Сегодня я открыл TCPView, чтобы увидеть, что вызывает большую исходящую сетевую активность, и смог идентифицировать svchost.exe только через порт 3389 (который, как я понимаю, используется удаленным рабочим столом).
Я закончил процесс практически сразу.
Я искал IP-адрес, к которому он был подключен, и обнаружил, что он происходит из Южной Кореи.
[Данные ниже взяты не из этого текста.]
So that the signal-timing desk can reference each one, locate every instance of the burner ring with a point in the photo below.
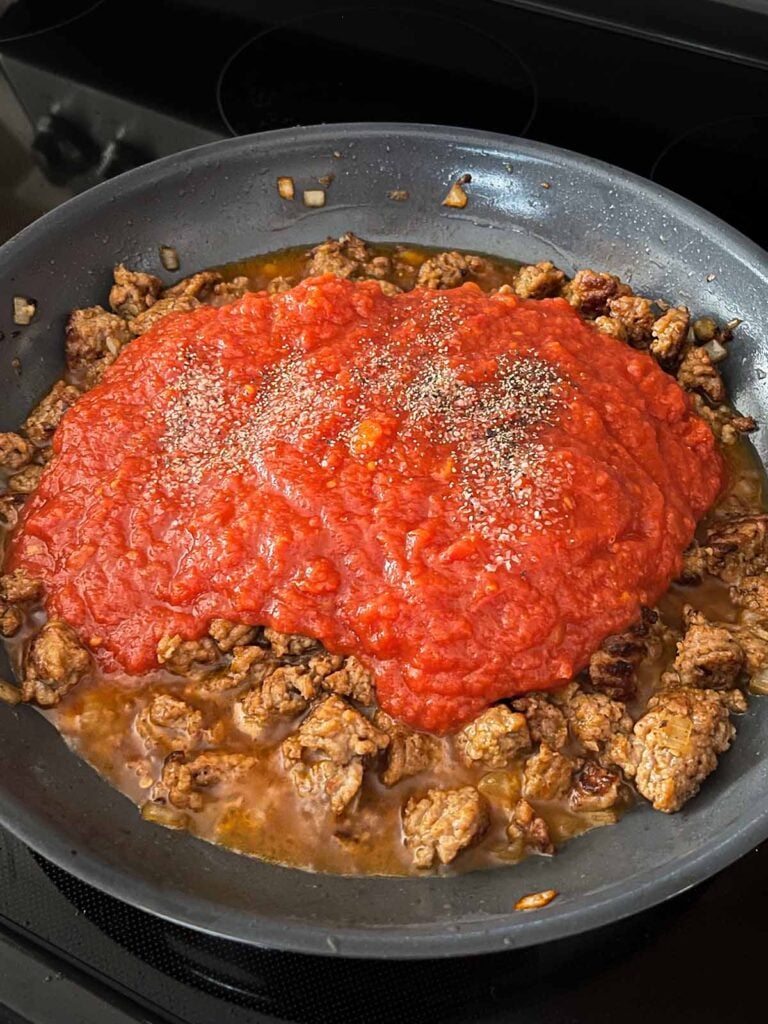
(351, 73)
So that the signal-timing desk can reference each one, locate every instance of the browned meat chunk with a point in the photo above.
(55, 662)
(612, 669)
(637, 315)
(163, 307)
(284, 644)
(594, 719)
(443, 822)
(279, 285)
(449, 270)
(336, 731)
(133, 292)
(595, 788)
(613, 327)
(346, 257)
(698, 373)
(725, 423)
(286, 691)
(94, 335)
(45, 417)
(546, 722)
(19, 586)
(708, 655)
(200, 286)
(11, 620)
(680, 736)
(547, 774)
(738, 547)
(26, 480)
(181, 779)
(14, 451)
(670, 334)
(495, 738)
(180, 656)
(591, 291)
(409, 752)
(351, 680)
(169, 720)
(694, 565)
(323, 665)
(228, 635)
(334, 784)
(539, 281)
(750, 593)
(527, 832)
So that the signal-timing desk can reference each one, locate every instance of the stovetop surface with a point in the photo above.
(676, 93)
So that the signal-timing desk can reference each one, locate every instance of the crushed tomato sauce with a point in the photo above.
(467, 492)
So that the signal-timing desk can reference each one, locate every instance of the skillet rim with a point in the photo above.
(615, 901)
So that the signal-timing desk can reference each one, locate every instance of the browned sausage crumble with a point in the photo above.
(270, 744)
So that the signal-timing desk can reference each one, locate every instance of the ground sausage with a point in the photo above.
(670, 332)
(172, 721)
(680, 736)
(590, 292)
(408, 753)
(286, 691)
(527, 832)
(737, 547)
(15, 452)
(494, 739)
(133, 292)
(228, 635)
(181, 780)
(539, 281)
(337, 731)
(595, 788)
(698, 373)
(708, 655)
(636, 313)
(442, 822)
(449, 270)
(546, 722)
(94, 335)
(547, 774)
(594, 719)
(54, 664)
(45, 417)
(180, 656)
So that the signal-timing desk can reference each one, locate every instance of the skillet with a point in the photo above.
(527, 201)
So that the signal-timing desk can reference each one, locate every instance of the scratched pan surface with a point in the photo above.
(219, 203)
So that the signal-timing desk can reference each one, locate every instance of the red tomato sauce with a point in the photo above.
(468, 493)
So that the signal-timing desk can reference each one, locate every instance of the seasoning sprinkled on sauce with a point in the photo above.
(466, 492)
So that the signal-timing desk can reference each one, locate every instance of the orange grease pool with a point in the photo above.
(467, 492)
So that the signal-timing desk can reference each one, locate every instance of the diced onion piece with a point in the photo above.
(457, 198)
(9, 694)
(716, 350)
(534, 901)
(677, 732)
(705, 329)
(759, 683)
(169, 258)
(314, 198)
(24, 310)
(161, 814)
(286, 187)
(596, 819)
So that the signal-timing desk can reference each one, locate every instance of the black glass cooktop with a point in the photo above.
(676, 92)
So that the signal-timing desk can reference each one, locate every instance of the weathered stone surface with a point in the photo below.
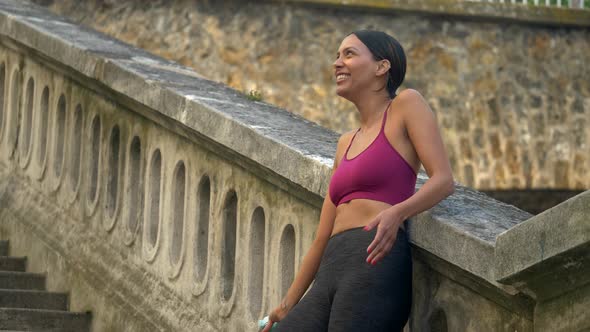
(251, 156)
(475, 74)
(543, 240)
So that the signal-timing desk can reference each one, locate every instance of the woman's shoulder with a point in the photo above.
(409, 96)
(411, 103)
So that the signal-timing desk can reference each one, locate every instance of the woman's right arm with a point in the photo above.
(311, 261)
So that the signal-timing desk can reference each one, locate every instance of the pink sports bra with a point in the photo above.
(378, 173)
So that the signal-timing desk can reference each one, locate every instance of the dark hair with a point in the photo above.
(385, 47)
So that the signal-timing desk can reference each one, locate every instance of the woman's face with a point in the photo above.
(354, 67)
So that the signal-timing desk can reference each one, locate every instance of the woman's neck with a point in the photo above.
(371, 110)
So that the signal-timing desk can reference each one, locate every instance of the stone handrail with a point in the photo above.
(177, 198)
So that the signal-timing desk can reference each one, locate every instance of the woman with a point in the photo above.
(361, 252)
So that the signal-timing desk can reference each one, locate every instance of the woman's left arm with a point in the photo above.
(425, 136)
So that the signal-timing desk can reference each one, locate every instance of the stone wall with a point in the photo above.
(163, 201)
(512, 98)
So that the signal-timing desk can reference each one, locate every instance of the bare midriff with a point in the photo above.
(357, 213)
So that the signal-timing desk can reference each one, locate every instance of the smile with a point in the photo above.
(341, 77)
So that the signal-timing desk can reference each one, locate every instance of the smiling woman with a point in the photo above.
(360, 258)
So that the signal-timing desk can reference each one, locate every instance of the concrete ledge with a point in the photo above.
(549, 252)
(471, 10)
(461, 230)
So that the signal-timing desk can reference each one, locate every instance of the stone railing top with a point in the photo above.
(544, 236)
(517, 12)
(462, 229)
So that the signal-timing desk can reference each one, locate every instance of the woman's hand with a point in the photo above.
(276, 315)
(388, 222)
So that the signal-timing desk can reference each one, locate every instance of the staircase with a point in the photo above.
(25, 305)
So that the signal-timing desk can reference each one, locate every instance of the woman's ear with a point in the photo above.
(383, 67)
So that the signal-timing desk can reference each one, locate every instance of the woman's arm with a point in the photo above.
(311, 261)
(425, 136)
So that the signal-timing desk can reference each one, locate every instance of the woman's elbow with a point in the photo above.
(449, 185)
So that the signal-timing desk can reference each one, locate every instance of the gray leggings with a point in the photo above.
(349, 294)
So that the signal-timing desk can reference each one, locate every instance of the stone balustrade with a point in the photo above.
(163, 201)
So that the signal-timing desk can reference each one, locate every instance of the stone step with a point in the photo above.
(45, 320)
(33, 299)
(3, 248)
(21, 280)
(8, 263)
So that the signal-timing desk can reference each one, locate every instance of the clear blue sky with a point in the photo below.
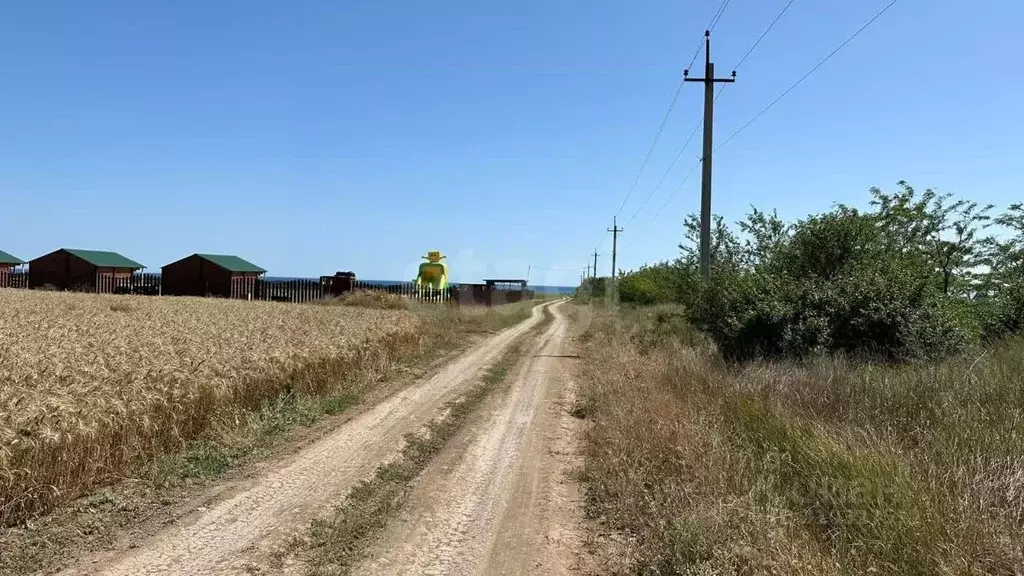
(311, 136)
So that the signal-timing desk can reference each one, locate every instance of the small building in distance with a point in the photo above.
(70, 269)
(9, 262)
(211, 275)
Я только что обнаружил в средстве просмотра событий Windows в разделе «Журнал приложений и служб> Microsoft> Windows> TerminalServices-RemoteConnectionManager» почти 2000 событий, которые выглядят примерно так:
Remote Desktop Services: User authentication succeeded:
User: administrator
Domain:
Source Network Address: 1.214.253.235
Я хотел знать, действительно ли моя система была взломана и могу ли я вообще отслеживать какую-либо активность; например, доступ к файлам.
Что лучше всего предпринять, чтобы этого не случилось в будущем? Или мне не о чем беспокоиться.
В нем говорится, что администратор успешно вошел в систему через удаленный рабочий стол откуда-то из Южной Кореи. Если администратора нет в Южной Корее, вас скомпрометировали.